Prognostic Models for Small Hepatocellular Carcinoma Using Inflammatory Indices and Machine Learning: A Propensity
1Hepatobiliary & Hydatid Disease Department, Digestive & Vascular Surgery Center, First Affiliated Hospital of Xinjiang Medical University, State Key Laboratory of Pathogenesis, Prevention and Treatment of High Incidence Diseases in Central Asia, Urumqi, People's Republic of China.
Background:
The prognosis for patients with small hepatocellular carcinoma (HCC) after curative resection is variable.
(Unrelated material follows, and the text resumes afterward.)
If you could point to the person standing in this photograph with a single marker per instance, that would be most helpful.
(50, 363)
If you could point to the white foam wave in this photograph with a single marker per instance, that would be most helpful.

Early recurrence (within 2 years) remains a significant clinical challenge, closely associated with poor long-term outcomes. Although inflammatory biomarkers have shown prognostic value, integrated models for predicting both early recurrence and long-term survival are lacking. This study developed and validated prognostic models for overall survival (OS) and recurrence-free survival (RFS) in HCC patients post-resection, employing propensity score matching (PSM) to control for confounders between small (≤3 cm) and non-small HCC, with an emphasis on assessing model performance within the small HCC subgroup.
Methods:
A retrospective analysis of HCC patients who underwent hepatectomy was performed. PSM (1:1 nearest-neighbor with replacement) was applied to balance baseline characteristics between small and non-small HCC groups. After matching, a balanced cohort was used for survival analysis. Independent prognostic factors were identified through Cox regression. A traditional nomogram and risk score models were developed and compared against three machine learning models (LASSO-Cox, Random Forest, XGBoost) using time-dependent AUC.
Results:
Following PSM, 165 patients (90 with small HCC and 75 with non-small HCC) were included. Small HCC patients demonstrated significantly better OS and RFS (both p < 0.01). Multivariate analysis identified tumor size, SII, and AAR as independent predictors for OS, and tumor size, PAR, NLR, and GPR for RFS. The LASSO-Cox model exhibited the best overall performance, achieving the highest accuracy for early recurrence (2-year RFS AUC = 0.727) and competitive accuracy for long-term survival (5-year OS AUC = 0.698). The nomogram retained good interpretability (5-year OS AUC = 0.691).
Conclusion:
This study establishes a comprehensive prognostic framework for small HCC, integrating tumor size with systemic inflammation (SII, NLR), liver function (AAR, GPR), and nutritional-coagulation status (PAR). The LASSO-Cox model is recommended for predicting both early recurrence and long-term survival, offering refined risk stratification to guide postoperative management.